Pulindu Perera

Personal information
- Full name: Koskanwatte Gedera Piyasinghalage Pulindu Vinujaya Perera
- Born: 3 January 2006 (age 19)
- Batting: Left-handed
- Bowling: Right arm offbreak

Domestic team information
- 2023-present: Burgher Recreation Club

Career statistics
| Competition | FC | LA | T20 |
| Matches | 2 | 10 | 2 |
| Runs scored | 98 | 317 | 38 |
| Batting average | 24.50 | 35.22 | 19.00 |
| 100s/50s | 0/1 | 1/1 | 0/0 |
| Top score | 65 | 111 | 20 |
| Catches/stumpings | 0/– | 6/– | 0/– |
- Source: Cricinfo, 18 April 2025

= Pulindu Perera =

Sri Lankan cricketer

Pulindu Perera (born 3 January 2006) is a Sri Lankan cricketer. He plays age-group cricket representing Sri Lanka national under-19 cricket team.

== Biography ==
He began pursuing cricketing ambitions in 2014 at the age of eight at the Cricket Academy of Dharmaraja College and was initially coached by Ananda Wijesekera.
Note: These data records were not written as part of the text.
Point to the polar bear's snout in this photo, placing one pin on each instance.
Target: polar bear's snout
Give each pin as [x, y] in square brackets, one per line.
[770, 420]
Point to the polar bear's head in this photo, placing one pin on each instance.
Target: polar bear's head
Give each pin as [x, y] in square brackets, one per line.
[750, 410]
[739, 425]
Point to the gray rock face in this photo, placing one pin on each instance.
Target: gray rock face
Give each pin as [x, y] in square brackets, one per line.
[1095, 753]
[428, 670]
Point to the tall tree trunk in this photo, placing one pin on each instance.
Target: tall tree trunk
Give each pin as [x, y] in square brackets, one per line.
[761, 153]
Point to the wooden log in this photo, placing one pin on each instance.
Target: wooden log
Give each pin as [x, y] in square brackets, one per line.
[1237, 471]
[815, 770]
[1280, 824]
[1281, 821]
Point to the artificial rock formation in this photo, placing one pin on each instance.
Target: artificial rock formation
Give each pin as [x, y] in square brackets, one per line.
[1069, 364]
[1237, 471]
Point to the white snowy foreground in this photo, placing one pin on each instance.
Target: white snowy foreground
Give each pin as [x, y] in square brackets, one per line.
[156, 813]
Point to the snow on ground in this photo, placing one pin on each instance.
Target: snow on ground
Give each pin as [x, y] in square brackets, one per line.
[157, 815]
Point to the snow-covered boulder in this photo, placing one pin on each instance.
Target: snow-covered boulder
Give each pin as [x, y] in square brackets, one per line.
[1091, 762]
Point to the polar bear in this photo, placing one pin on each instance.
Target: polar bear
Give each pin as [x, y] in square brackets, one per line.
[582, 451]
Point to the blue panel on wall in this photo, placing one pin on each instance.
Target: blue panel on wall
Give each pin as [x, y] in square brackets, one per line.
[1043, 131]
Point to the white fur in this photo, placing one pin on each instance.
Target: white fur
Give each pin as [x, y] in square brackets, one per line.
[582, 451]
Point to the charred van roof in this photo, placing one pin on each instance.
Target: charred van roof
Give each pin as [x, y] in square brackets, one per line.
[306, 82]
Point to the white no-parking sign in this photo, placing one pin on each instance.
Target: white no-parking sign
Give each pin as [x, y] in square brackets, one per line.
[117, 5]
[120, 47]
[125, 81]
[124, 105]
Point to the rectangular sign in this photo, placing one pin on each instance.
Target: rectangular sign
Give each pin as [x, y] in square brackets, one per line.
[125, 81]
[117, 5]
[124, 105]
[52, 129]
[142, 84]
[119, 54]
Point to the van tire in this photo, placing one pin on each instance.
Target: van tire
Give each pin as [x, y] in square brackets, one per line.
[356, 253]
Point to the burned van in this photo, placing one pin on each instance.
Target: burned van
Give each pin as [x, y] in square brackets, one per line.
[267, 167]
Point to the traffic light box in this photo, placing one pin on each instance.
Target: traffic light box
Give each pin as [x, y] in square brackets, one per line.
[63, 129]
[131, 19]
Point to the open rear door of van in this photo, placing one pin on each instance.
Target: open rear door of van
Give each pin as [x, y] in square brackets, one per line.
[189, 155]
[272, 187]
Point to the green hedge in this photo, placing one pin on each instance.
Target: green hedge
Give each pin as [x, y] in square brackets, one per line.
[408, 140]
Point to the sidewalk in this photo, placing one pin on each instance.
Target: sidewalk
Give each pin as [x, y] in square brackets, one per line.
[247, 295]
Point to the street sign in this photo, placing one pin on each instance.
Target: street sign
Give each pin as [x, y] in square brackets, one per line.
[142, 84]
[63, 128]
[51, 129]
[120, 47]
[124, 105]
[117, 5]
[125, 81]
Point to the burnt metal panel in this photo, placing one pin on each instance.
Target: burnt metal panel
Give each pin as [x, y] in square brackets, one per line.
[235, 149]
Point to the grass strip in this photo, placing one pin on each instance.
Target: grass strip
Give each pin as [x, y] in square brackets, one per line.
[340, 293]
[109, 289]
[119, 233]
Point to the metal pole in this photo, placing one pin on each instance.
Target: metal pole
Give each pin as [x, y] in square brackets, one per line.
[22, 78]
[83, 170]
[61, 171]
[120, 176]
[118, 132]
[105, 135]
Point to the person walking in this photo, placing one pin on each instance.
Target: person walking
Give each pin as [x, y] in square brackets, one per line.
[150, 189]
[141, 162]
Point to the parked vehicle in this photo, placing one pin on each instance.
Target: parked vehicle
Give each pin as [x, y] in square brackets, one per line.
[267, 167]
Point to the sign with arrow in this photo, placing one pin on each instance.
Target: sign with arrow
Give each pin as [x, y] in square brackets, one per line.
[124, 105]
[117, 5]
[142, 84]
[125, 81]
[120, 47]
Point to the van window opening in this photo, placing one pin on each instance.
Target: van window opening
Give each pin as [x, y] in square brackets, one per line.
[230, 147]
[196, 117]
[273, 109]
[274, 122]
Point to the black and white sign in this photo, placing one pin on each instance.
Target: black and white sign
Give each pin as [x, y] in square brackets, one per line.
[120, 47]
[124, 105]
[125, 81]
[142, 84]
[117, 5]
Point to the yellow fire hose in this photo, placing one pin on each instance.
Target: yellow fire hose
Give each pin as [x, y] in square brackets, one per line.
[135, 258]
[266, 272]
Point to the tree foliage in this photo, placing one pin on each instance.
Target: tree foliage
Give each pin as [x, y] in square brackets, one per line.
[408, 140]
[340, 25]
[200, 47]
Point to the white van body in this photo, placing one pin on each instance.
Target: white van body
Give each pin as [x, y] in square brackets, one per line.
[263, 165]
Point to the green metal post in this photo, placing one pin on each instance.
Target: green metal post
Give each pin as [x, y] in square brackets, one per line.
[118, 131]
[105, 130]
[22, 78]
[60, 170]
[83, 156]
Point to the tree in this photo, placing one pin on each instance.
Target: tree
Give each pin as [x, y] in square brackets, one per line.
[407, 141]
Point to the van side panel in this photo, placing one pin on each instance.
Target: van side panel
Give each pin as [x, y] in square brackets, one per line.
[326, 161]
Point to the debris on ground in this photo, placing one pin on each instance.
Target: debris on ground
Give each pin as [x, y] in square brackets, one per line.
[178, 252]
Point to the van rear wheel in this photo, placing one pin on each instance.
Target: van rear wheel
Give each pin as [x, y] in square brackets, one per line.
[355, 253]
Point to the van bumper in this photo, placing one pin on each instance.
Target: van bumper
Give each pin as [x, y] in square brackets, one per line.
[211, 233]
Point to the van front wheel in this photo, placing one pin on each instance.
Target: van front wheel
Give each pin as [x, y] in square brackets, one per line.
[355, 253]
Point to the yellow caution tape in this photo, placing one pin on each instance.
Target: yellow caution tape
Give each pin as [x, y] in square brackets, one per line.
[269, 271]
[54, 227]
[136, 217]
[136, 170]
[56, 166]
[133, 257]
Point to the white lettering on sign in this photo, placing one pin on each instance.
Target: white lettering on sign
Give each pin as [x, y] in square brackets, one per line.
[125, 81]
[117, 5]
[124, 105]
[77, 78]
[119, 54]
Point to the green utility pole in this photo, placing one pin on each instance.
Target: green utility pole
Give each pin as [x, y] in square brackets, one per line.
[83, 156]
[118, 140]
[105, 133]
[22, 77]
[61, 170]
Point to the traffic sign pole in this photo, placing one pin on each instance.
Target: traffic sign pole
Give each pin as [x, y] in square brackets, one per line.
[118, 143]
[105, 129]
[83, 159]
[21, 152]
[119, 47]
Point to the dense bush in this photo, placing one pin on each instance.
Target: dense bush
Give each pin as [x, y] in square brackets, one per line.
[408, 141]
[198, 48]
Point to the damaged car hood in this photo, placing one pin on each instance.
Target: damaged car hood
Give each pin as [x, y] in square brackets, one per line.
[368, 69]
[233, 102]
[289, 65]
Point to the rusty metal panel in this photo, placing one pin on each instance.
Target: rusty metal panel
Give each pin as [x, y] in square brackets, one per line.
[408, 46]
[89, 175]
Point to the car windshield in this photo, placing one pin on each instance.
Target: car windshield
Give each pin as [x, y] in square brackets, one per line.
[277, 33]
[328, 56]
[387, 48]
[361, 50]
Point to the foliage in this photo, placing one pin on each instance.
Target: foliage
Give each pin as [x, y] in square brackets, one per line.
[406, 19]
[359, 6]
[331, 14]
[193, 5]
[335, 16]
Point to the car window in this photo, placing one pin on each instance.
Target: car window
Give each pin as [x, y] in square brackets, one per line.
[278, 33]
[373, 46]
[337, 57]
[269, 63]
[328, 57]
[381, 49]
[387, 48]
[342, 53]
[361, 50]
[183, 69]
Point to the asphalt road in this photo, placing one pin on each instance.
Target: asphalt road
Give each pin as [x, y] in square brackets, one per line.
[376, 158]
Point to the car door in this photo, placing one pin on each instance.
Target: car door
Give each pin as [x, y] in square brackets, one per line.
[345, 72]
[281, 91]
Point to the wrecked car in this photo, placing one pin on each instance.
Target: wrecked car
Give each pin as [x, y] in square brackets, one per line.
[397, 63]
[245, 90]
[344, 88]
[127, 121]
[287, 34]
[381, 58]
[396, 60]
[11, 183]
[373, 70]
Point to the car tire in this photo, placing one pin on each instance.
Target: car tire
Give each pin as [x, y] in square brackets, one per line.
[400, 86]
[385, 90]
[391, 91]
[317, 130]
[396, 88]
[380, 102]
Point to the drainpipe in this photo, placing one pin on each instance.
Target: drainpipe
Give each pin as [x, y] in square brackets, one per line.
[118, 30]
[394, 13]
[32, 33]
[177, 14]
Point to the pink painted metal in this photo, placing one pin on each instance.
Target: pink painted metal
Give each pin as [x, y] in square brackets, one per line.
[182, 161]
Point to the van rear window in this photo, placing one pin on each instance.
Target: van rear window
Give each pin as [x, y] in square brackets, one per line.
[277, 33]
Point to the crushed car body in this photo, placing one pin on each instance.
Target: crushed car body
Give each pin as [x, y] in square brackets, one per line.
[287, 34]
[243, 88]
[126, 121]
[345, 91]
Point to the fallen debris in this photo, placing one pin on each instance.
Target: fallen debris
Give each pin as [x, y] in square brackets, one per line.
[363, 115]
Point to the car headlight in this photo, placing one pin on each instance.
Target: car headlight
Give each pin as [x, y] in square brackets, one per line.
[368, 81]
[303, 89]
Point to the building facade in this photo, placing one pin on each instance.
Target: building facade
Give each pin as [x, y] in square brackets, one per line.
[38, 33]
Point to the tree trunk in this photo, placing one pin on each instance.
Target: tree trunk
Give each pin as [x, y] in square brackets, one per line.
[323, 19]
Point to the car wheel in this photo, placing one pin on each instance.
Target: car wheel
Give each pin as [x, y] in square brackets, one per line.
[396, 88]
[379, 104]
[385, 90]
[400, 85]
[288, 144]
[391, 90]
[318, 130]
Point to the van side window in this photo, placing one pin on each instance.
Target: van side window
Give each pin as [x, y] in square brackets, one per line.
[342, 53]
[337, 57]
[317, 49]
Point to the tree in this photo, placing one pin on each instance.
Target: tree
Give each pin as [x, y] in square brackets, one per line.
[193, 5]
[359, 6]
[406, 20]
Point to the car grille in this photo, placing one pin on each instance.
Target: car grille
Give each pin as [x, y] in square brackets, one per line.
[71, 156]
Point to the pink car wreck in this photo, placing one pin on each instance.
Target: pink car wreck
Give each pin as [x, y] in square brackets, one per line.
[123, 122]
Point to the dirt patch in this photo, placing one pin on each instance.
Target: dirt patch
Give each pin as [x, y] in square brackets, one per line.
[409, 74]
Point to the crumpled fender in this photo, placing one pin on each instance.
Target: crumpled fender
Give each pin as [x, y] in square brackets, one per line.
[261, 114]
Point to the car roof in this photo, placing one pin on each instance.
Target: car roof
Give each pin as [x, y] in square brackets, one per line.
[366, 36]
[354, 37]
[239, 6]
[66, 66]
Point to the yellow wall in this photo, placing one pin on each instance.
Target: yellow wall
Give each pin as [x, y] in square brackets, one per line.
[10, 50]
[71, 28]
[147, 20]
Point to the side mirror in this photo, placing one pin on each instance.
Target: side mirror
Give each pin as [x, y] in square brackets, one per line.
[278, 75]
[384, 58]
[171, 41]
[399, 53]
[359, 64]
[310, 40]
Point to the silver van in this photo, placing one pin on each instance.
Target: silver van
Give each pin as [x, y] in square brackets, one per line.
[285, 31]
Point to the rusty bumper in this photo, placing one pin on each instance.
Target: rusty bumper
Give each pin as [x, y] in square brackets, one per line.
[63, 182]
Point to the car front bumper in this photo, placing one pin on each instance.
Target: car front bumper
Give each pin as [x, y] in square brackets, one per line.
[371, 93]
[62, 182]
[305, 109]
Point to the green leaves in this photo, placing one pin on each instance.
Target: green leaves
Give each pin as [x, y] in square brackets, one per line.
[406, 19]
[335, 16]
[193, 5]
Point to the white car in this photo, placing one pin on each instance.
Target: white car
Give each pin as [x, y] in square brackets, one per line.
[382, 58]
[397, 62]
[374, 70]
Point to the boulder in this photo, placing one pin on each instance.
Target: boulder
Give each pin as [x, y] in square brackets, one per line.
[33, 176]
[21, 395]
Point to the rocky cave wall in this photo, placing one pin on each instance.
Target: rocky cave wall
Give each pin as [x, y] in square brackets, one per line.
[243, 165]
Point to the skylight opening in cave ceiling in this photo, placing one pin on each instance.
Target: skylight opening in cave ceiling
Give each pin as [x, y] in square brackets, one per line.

He studies at Dharmaraja College.

== Career ==
In March 2023, he completed 1000 runs in the schools season when he achieved the milestone against D. S. Senanayake College in an under-19 schools cricket match.

In September 2023, he scored a century against the West Indies under-19 cricket team during the third and final U-19 ODI of the series and was dismissed on 155. In October 2023, he scored a century against Pakistan under-19 cricket team during the first U-19 ODI match of the five match series and was dismissed on 156.

He was named in Sri Lankan squad for the 2023 ACC Under-19 Asia Cup which was held in the United Arab Emirates.

He made his List A debut playing for Burgher Recreation Club against Sinhalese Sports Club on 19 December 2023 at the 2023 Major Clubs Limited Over Tournament.